An independent store advocacy movement called the 3/50 project (more details at the350project.net) says that for every $100 spent in independently owned stores, $68 returns to the community. How? The community benefits through taxes, jobs, supplies, physical maintenance, local accountants, bankers, lawyers, insurance agents, IT support, web site creation, advertising designs and placements in local newspapers, radio, and television stations. Whew, that's the short list.
Consider also that independent retailers tend to pay more than minimum wage, valuing their good employees even as they value the health and well-being of their communities through charitable giving.
When one spends $100 in a national chain, $43 stays local.
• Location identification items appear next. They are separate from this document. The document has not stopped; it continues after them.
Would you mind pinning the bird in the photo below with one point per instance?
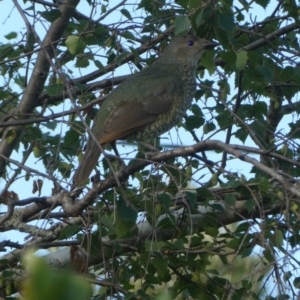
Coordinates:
(148, 103)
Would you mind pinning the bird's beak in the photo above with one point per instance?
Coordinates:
(210, 45)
Spend it online and nothing comes home. That's correct, zero dollars are circulated in the local economy. Using a simple multiplier, for every $1 million an independent retailer earns, $680,000 returns to the community versus $430,000 from a big-box store and versus $0 from an online purchase.
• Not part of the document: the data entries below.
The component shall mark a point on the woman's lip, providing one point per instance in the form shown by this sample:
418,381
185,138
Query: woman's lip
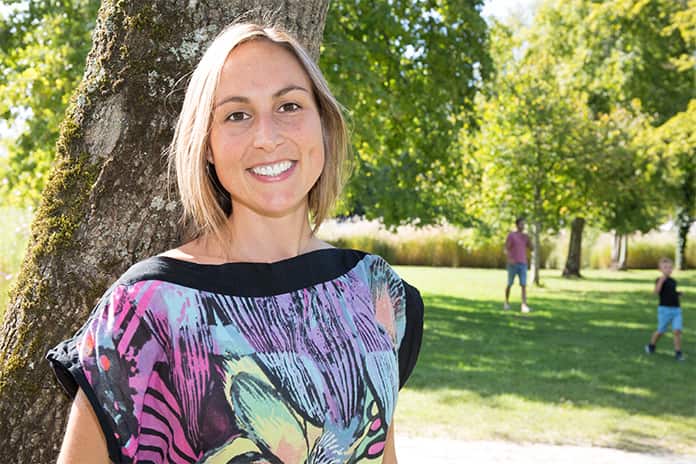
282,176
271,163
Now we could quibble over those dollar numbers, but what is not arguable is the simple fact that independent stores contribute the most per dollar to the local economy, while big-box stores contribute less and online retail sales contribute nothing. Local businesses give back. Online E-tailers do not give back.
Independent retailers are committed to the cities they live in. We work hard to bring innovative, quality products that work for Alaskans. Whenever possible, we will feature Alaska-made products. Mega E-tailers such as Amazon and Google with no physical presence in Anchorage or Alaska have no interest in the quality of life in Anchorage. Their sole purpose is eliminating the competition as they stalk potential customers online.
The E-tailer drain is immediate and relevant. City budgets are tighter everywhere one looks: schools, city maintenance, police, fire, city employee salaries, city parks and recreation options and multiple city services.
Local economies across the country are searching for additional revenue, including our own. Yet Mayor Sullivan, as well as other politicians, cannot see the forest for the trees. One does not ask for more revenue from those who already make a difference and contribute the most per dollar. One should get revenue from those whose billions go toward creating even more devastation in local economies.
Imagine local retailers increasing, offering more selections and products never before available in a store in Anchorage. Imagine more entrepreneurial local business opportunities in this community because the playing field is level. Multiply the 1 million in sales by local retailers and imagine equally multiplying the resultant additional $680,000 circulating in Anchorage.
I admonish every lawmaker to address this growing inequity. I appeal to readers to support your local independent retailer. What is good for independent retailers -- the home players -- is good for Anchorage.
Lori Atrops is co-owner and manager of Habitat Housewares in Anchorage.